I've done some quick tests, and I do see some peculiar artifacts, like
not getting the exact same result when each vote only got one preference
as when using plain Sainte-Laguë. There are smaller changes, such as
some parties winning an extra seat while others losing one. I can only
imagine that this is because I'm currently using floating points rather
than rational number and thus get rounding errors, the algorithm is too
slow for rational numbers with the data sets I'm using. I will fix this
later.

Not getting the same result may indicate either that the subtleties of Condorcet need to be adjusted or that there's a bug. What we have when everybody bullet votes is in essence (for different favored parties A):

x: A > B = C = D

and this in turn means that the voter has a preference that says "I'd like to have A, but if I can't have A, it doesn't matter who I get". So the contest should weight A>(everybody else) by x.

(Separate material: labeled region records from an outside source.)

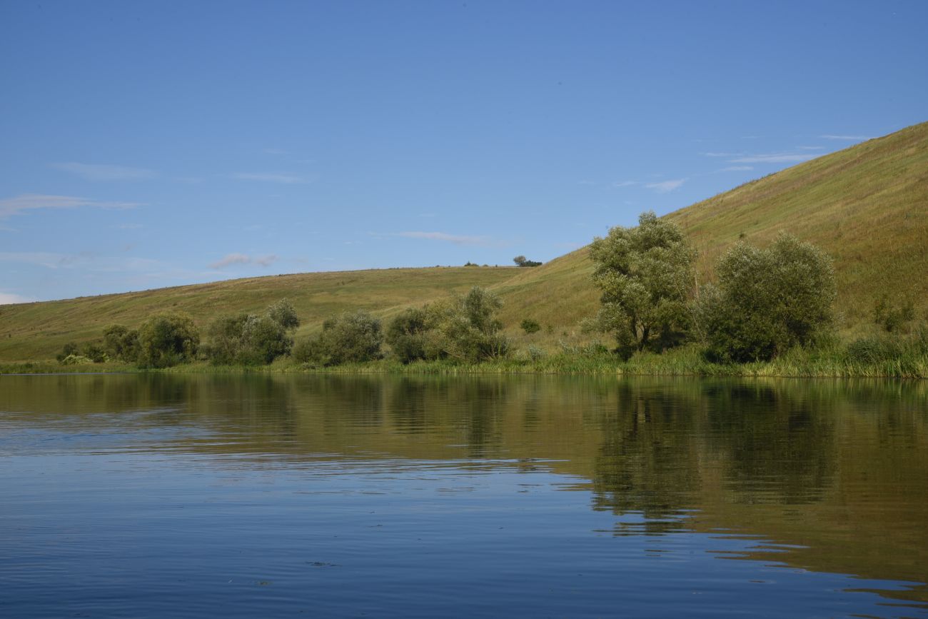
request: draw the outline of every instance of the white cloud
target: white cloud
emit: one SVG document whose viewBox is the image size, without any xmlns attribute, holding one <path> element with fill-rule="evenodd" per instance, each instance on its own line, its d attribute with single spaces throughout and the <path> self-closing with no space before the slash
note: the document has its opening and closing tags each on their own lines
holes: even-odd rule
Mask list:
<svg viewBox="0 0 928 619">
<path fill-rule="evenodd" d="M 305 184 L 316 180 L 315 178 L 292 172 L 239 172 L 232 174 L 232 177 L 243 181 L 263 181 L 265 183 L 279 183 L 281 185 Z"/>
<path fill-rule="evenodd" d="M 222 260 L 210 264 L 210 268 L 221 269 L 232 264 L 257 264 L 258 266 L 270 266 L 277 262 L 277 257 L 273 253 L 266 256 L 251 257 L 247 253 L 226 253 Z"/>
<path fill-rule="evenodd" d="M 56 253 L 54 251 L 0 251 L 0 262 L 45 266 L 50 269 L 84 268 L 95 272 L 144 271 L 160 267 L 161 263 L 149 258 L 98 256 L 93 251 Z"/>
<path fill-rule="evenodd" d="M 52 163 L 51 167 L 85 178 L 88 181 L 135 181 L 157 176 L 154 170 L 100 163 Z"/>
<path fill-rule="evenodd" d="M 463 235 L 446 234 L 445 232 L 394 232 L 390 237 L 405 237 L 406 239 L 428 239 L 431 240 L 446 240 L 455 245 L 487 245 L 486 237 L 467 237 Z"/>
<path fill-rule="evenodd" d="M 772 153 L 767 155 L 746 155 L 729 159 L 731 163 L 789 163 L 797 161 L 807 161 L 818 155 L 811 153 Z"/>
<path fill-rule="evenodd" d="M 648 183 L 645 187 L 649 189 L 653 189 L 657 193 L 667 193 L 669 191 L 673 191 L 686 182 L 686 178 L 676 178 L 674 180 L 662 181 L 660 183 Z"/>
<path fill-rule="evenodd" d="M 12 292 L 0 292 L 0 305 L 9 305 L 12 303 L 28 303 L 35 301 L 35 299 L 30 299 L 29 297 L 24 297 L 20 294 L 13 294 Z"/>
<path fill-rule="evenodd" d="M 98 209 L 134 209 L 141 206 L 139 202 L 106 202 L 98 200 L 87 200 L 74 196 L 48 196 L 34 193 L 24 193 L 13 198 L 0 200 L 0 219 L 18 214 L 23 211 L 36 209 L 76 209 L 81 206 L 91 206 Z"/>
</svg>

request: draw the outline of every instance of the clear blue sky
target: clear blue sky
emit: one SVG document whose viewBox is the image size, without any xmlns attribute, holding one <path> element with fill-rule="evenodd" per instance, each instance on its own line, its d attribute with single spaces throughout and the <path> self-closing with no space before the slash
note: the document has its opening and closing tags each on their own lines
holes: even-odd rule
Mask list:
<svg viewBox="0 0 928 619">
<path fill-rule="evenodd" d="M 928 120 L 928 2 L 0 4 L 0 303 L 547 261 Z"/>
</svg>

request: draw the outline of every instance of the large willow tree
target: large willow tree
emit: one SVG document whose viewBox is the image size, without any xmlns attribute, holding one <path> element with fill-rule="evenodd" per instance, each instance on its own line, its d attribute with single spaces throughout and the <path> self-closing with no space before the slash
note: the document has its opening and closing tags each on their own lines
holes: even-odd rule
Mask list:
<svg viewBox="0 0 928 619">
<path fill-rule="evenodd" d="M 663 349 L 686 335 L 696 251 L 679 227 L 643 213 L 638 226 L 594 239 L 590 258 L 602 290 L 598 326 L 615 336 L 620 350 Z"/>
</svg>

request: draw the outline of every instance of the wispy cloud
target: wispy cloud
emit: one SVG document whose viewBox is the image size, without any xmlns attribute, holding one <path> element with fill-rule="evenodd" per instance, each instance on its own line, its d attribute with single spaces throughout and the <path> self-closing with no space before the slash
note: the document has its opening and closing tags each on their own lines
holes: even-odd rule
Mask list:
<svg viewBox="0 0 928 619">
<path fill-rule="evenodd" d="M 52 163 L 56 170 L 67 172 L 88 181 L 135 181 L 157 176 L 158 173 L 147 168 L 130 168 L 124 165 L 102 163 Z"/>
<path fill-rule="evenodd" d="M 250 256 L 247 253 L 226 253 L 222 260 L 210 264 L 210 268 L 221 269 L 233 264 L 257 264 L 258 266 L 270 266 L 277 262 L 277 257 L 273 253 L 266 256 Z"/>
<path fill-rule="evenodd" d="M 298 174 L 293 172 L 239 172 L 232 174 L 233 178 L 243 181 L 263 181 L 264 183 L 279 183 L 281 185 L 299 185 L 312 183 L 312 176 Z"/>
<path fill-rule="evenodd" d="M 150 258 L 100 256 L 94 251 L 57 253 L 54 251 L 0 251 L 0 263 L 19 263 L 50 269 L 84 268 L 88 271 L 144 271 L 160 267 L 162 263 Z"/>
<path fill-rule="evenodd" d="M 30 299 L 29 297 L 24 297 L 21 294 L 13 294 L 12 292 L 0 292 L 0 305 L 9 305 L 11 303 L 28 303 L 35 299 Z"/>
<path fill-rule="evenodd" d="M 406 239 L 427 239 L 430 240 L 444 240 L 455 245 L 489 245 L 490 239 L 486 237 L 468 237 L 464 235 L 447 234 L 445 232 L 393 232 L 387 234 L 388 237 L 405 237 Z"/>
<path fill-rule="evenodd" d="M 686 182 L 686 178 L 676 178 L 670 181 L 661 181 L 660 183 L 648 183 L 645 187 L 649 189 L 653 189 L 657 193 L 667 193 L 669 191 L 673 191 Z"/>
<path fill-rule="evenodd" d="M 766 155 L 746 155 L 744 157 L 736 157 L 735 159 L 729 159 L 728 161 L 731 163 L 790 163 L 797 161 L 807 161 L 810 159 L 814 159 L 818 155 L 813 153 L 769 153 Z"/>
<path fill-rule="evenodd" d="M 75 196 L 49 196 L 35 193 L 24 193 L 13 198 L 0 200 L 0 219 L 18 214 L 23 211 L 38 209 L 76 209 L 90 206 L 98 209 L 134 209 L 141 206 L 140 202 L 107 202 L 98 200 L 88 200 Z"/>
</svg>

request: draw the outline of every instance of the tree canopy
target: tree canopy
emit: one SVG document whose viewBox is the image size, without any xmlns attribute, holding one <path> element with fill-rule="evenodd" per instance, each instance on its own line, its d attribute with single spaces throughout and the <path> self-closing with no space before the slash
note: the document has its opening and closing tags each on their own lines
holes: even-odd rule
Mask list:
<svg viewBox="0 0 928 619">
<path fill-rule="evenodd" d="M 602 291 L 597 323 L 620 349 L 665 348 L 689 329 L 696 251 L 675 224 L 643 213 L 636 227 L 615 226 L 590 246 Z"/>
</svg>

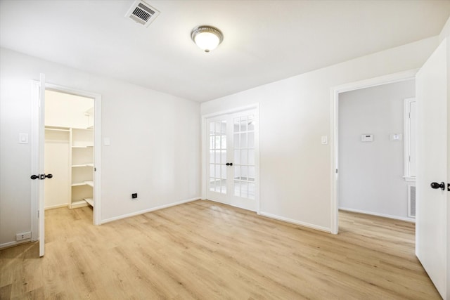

Say that A and B are elected. Then the method should act as if the above ballot is in fact

x/3: A > B = C = D.

So there may be one of two problems here. Either there's a subtlety about the postprocessing (wv, margins, etc) interacting with how you reweight so that what is supposed to be a tie (the B = C = D part) ends up not looking like a tie (e.g. A>B is weighted at x/3 but B = C is weighted as B>C and C>B at x/5). I don't think that's likely, but I don't remember how the postprocessing is done, at the moment, so that might be what's throwing the method off. The other possibility is that there's a bug: that even after an A and B have been elected, your program is supposed to only change x/3 into x/5 for A>B, but it somehow alters the B vs C contest as well.

I would suggest setting up some test cases. Try an election with only two kinds of voters, something like:

x: A > B = C = ... = n
y: B > A = C = ... = n

and see if the results are as expected by ordinary Sainte-Laguë. If not, see why not. With only two blocs of voters, it should be easier to track down the quirk or bug.